13 – Foi através de vários outros buracos deixados de propósito no muro feito com os tijolos elaborados com “A verdade “ que José fez as suas noites de vigilância revolucionária na sede do partido – a casa de todos os comunistas. Foi através deles que observou as noites a passar sem que nada de extraordinário acontecesse: nem os reaccionários davam sinais de si, nem os revolucionários davam indícios claros de investirem todas as suas forças na revolução.

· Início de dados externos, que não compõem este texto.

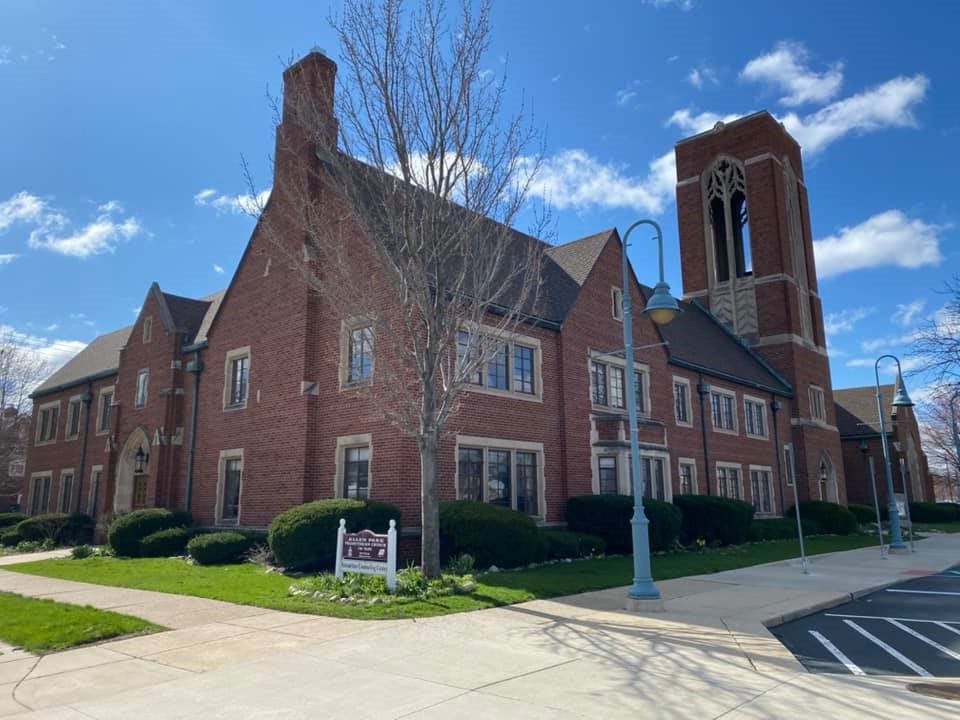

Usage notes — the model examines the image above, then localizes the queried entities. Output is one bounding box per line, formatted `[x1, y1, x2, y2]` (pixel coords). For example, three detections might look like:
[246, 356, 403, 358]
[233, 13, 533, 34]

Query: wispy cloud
[740, 40, 843, 107]
[813, 210, 946, 278]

De facto, os marxistas-leninistas em Névoa eram poucos, mas tamanho nunca foi qualidade e nisso os comunistas batiam aos pontos todas as outras organizações políticas. Eram os que pintavam mais paredes, os que colavam mais cartazes, os que faziam mais comunicados, os que vendiam mais jornais, autocolantes e emblemas, os que organizavam mais comícios e manifestações, os que reuniam mais vezes e os que mais criticavam os erros da nossa sociedade. E ela tinha tantos.


Durante as noites de vigilância, José congeminava no que faria se os reaccionários resolvessem atacar a sede do Partido. E quase sempre se ficava pelo exercício heróico da morte exemplar. Durante o período mais quente da revolução, os comunistas mais avisados visitavam o centro de trabalho logo após o almoço e ao fim da tarde, “pois pernoitar nele era um autêntico suicídio”, explicavam eles em justificação da sua avisada cobardia. E como quase todos faziam parte das estruturas dirigentes, era um erro crasso deixarem-se apanhar desprevenidos no meio da balbúrdia subversiva. Muitos eram profissionais prestigiados (pequeno-burgueses, nas palavras inquinadas da minoritária célula proletária) que quase sempre acumulavam com a condição de pais responsáveis. A tarefa tinha de ficar com os camaradas que não tinham compromissos assumidos: os solteiros, os desempregados e os jovens estudantes. Ou seja, a missão da defesa interior do edifício e vigilância de proximidade ficava a cargo de um SUV (Soldados Unidos Vencerão) nervoso e pouco responsável, pois tinha ordens expressas do partido para não aparecer na sede, e dos três UEC (incluído o ciclista e caçador de Cristos com espingarda de chumbo). Marcelino, o chefe da Brigada Brejnev, defendia o flanco esquerdo, a partir da janela da sua casa; e mais três companheiros da brigada Camarada Vasco (um filho de um comerciante abastado, um proprietário de um restaurante e um desempregado de longa duração) estavam incumbidos de activarem o “triângulo das bermudas”, que consistia na produção e comunicação de sinais luminosos entre as janelas do quarto onde dormia o funcionário do Partido, o automóvel do filho do comerciante e a lanterna do revolucionário desempregado de longa duração, que se empoleirava no cimo de um dos muitos plátanos que existiam disseminados pela Praça. O triângulo era activado sempre que se aproximava um carro suspeito a altas horas da madrugada, pois existia a forte desconfiança que essa poderia ser a maneira de alguma brigada reaccionária colocar uma bomba na casa do Partido.


14 – Enquanto José vigiava a praça através dos buracos da muralha de jornais, os outros dois UEC entretinham-se a escavar um buraco na sala do bar, que ficava nas traseiras do apartamento térreo. Numa divisão encontrava-se a caçadeira com cartuchos de chumbo para caça grossa, numa outra repousava o revólver prateado junto à telefonia e na terceira descansavam as facas de matar recos. A Mauser estava com o Marcelino, pois em sua casa passavam-lhe os nervos no momento de a empunhar. Já o material bélico da Brigada Camarada Vasco era constituído por uma carabina de cinco tiros com mira telescópica, que pernoitava no quarto do funcionário do Partido, por duas navalhas de ponta e mola compradas em Feces e por duas pistolas de alarme transformadas em armas de defesa pessoal.